For Macklin and mainstream bioethicists, what underlies their rhetoric of suffering is a strong belief in progress as it enables a greater achievement of justice for those who suffer from life’s many forms of inequality. She is keen to acknowledge that mainstream bioethicists disagree on a host of matters, but she stops short of explaining why these disagreements receive much less public attention than those mounted by conservatives. By defining oneself as “mainstream,” thus seeing oneself as running between various tributaries of dissent that flow in openly political directions, whether left or right, the unspoken discontent may really be about not being taken seriously in the role of expert advisor.
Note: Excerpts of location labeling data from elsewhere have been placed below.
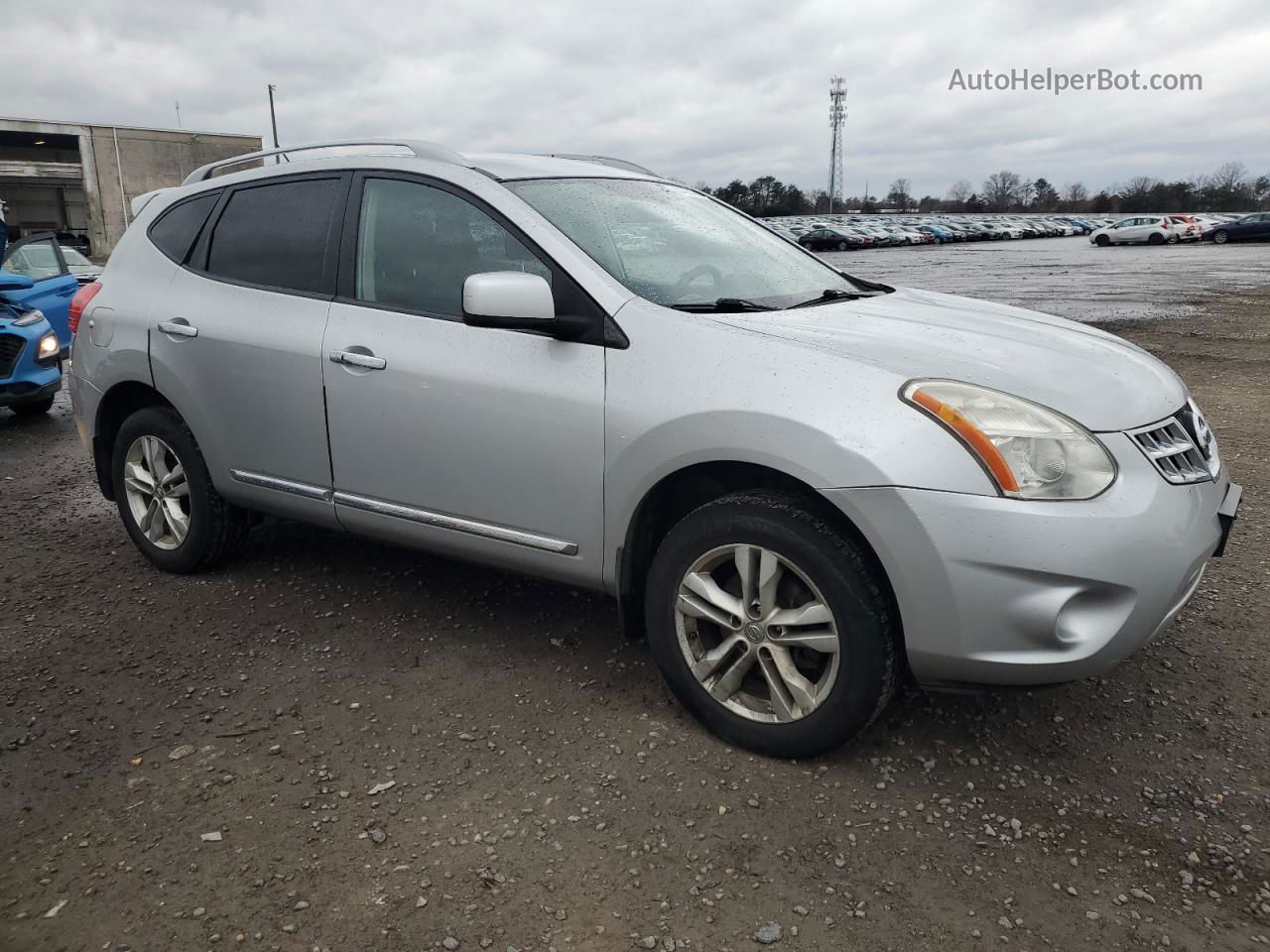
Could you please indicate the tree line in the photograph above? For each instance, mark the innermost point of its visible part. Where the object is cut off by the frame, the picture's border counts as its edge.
(1230, 188)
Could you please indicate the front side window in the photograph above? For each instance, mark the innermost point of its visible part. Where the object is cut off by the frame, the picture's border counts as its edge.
(276, 235)
(418, 244)
(36, 261)
(695, 250)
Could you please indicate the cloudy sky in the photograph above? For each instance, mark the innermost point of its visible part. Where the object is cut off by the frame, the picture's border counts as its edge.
(698, 90)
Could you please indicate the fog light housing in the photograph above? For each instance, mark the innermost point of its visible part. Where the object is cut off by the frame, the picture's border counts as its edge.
(48, 349)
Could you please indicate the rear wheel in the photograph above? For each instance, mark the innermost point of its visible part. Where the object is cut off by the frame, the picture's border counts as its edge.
(35, 408)
(770, 626)
(166, 495)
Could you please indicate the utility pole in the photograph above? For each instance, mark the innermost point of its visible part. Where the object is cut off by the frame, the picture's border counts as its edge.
(837, 116)
(273, 121)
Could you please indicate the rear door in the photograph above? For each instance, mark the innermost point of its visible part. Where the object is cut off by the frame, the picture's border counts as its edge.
(236, 343)
(40, 258)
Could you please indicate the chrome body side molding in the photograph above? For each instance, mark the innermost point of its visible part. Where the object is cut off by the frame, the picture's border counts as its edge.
(425, 517)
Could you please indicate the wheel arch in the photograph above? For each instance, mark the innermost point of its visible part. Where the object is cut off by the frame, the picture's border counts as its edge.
(679, 493)
(118, 404)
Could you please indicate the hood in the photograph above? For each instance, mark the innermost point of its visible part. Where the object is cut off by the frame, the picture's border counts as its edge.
(1098, 380)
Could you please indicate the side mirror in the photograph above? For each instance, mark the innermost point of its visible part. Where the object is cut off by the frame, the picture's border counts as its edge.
(9, 281)
(517, 301)
(508, 299)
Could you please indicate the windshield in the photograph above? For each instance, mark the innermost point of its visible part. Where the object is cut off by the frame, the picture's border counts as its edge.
(75, 259)
(677, 248)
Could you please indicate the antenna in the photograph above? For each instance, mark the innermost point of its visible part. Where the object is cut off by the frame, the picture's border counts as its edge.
(837, 116)
(273, 121)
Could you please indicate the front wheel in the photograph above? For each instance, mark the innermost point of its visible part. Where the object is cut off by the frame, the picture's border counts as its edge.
(166, 494)
(770, 626)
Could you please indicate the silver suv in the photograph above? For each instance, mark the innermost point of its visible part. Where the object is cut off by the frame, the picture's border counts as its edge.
(799, 484)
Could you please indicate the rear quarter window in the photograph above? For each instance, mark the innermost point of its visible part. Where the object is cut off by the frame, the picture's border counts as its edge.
(277, 235)
(176, 230)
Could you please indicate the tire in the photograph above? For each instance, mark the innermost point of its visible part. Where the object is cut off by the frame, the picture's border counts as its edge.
(851, 684)
(212, 527)
(35, 408)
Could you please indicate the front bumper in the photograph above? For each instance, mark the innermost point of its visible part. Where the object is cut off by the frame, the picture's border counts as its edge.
(997, 590)
(44, 382)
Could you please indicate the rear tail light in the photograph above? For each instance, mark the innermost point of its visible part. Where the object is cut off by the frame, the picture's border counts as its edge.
(80, 301)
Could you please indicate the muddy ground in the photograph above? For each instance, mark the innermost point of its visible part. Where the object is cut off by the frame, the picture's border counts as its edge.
(547, 792)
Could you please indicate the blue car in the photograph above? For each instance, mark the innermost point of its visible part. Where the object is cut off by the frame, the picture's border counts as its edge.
(50, 284)
(31, 365)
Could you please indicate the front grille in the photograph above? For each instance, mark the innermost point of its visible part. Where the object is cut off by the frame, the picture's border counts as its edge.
(1180, 447)
(10, 345)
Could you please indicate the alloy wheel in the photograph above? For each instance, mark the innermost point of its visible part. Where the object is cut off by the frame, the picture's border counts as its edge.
(158, 492)
(757, 634)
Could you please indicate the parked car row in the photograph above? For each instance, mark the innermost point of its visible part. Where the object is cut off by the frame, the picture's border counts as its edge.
(848, 232)
(1173, 229)
(852, 232)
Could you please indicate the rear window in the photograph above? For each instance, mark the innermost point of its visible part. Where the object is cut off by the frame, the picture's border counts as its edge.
(276, 235)
(177, 229)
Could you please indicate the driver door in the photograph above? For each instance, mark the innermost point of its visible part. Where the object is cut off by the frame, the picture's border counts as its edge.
(475, 442)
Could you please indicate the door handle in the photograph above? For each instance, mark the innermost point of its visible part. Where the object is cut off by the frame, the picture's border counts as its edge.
(180, 327)
(354, 359)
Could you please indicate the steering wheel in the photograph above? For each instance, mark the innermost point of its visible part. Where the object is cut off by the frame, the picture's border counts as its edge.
(685, 281)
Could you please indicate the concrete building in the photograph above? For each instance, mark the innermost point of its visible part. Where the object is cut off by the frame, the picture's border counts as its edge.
(80, 179)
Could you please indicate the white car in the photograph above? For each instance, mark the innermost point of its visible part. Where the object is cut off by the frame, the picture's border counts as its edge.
(1150, 229)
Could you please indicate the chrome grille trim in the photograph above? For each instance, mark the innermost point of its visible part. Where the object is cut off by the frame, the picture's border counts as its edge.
(1173, 451)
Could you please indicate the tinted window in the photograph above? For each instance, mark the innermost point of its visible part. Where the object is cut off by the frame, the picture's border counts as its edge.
(276, 235)
(36, 259)
(417, 245)
(177, 229)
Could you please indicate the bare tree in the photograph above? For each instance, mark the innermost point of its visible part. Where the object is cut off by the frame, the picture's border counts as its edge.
(960, 191)
(901, 193)
(1229, 178)
(1075, 195)
(1002, 189)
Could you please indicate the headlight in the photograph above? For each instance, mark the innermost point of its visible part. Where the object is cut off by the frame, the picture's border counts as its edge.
(1028, 451)
(28, 318)
(48, 345)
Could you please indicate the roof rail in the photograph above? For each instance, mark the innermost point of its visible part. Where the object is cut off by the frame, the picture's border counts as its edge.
(421, 150)
(607, 160)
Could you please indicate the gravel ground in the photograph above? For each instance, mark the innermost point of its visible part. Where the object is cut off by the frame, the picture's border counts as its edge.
(339, 746)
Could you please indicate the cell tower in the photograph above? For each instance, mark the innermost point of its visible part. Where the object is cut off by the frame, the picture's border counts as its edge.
(837, 116)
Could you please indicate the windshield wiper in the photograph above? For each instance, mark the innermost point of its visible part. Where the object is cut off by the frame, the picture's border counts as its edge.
(724, 304)
(826, 298)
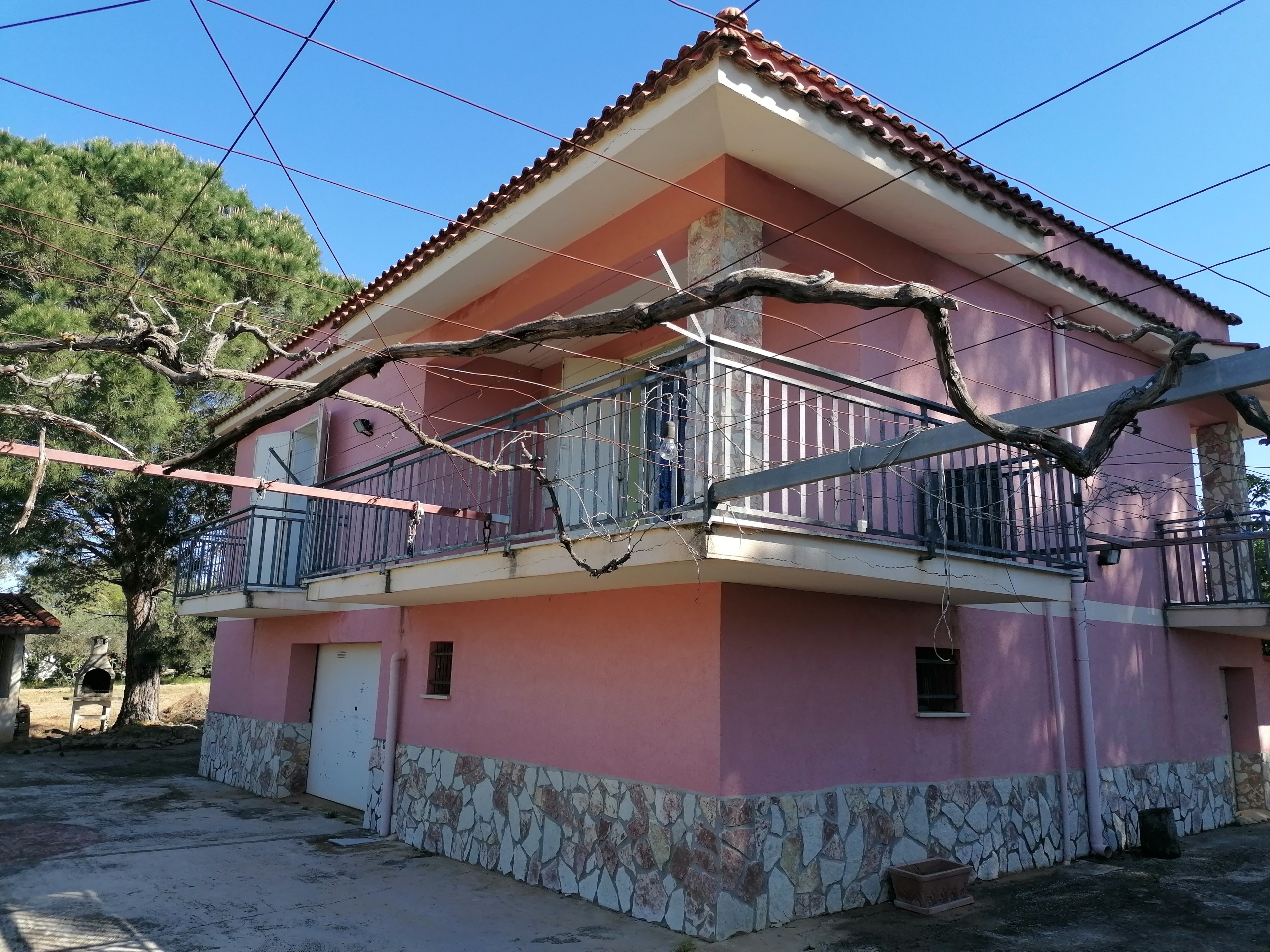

Macklin admits that her hope for bioethics is focused on matters of justice “in access to health care and the gap in the health status between rich and poor, as well as broader issues of global justice in medical research and health disparities between industrialized and developing countries.” Here is stated an agenda on the reduction of suffering around the world that is compared to the absence of such concerns among alleged conservatives who are labeled as fatalists and who are said to be opposed to a variety of medical and technical interventions. The reduction of suffering under Macklin’s guidance is clearly a political project, historically undertaken by public agencies, charities, and schools of public health who were pioneers in the strategies to combat both infectious and non-infectious diseases across the globe. There is, then, a profound bifurcation in the perceptions of what constitutes moral thinking in bioethics about the matter of suffering.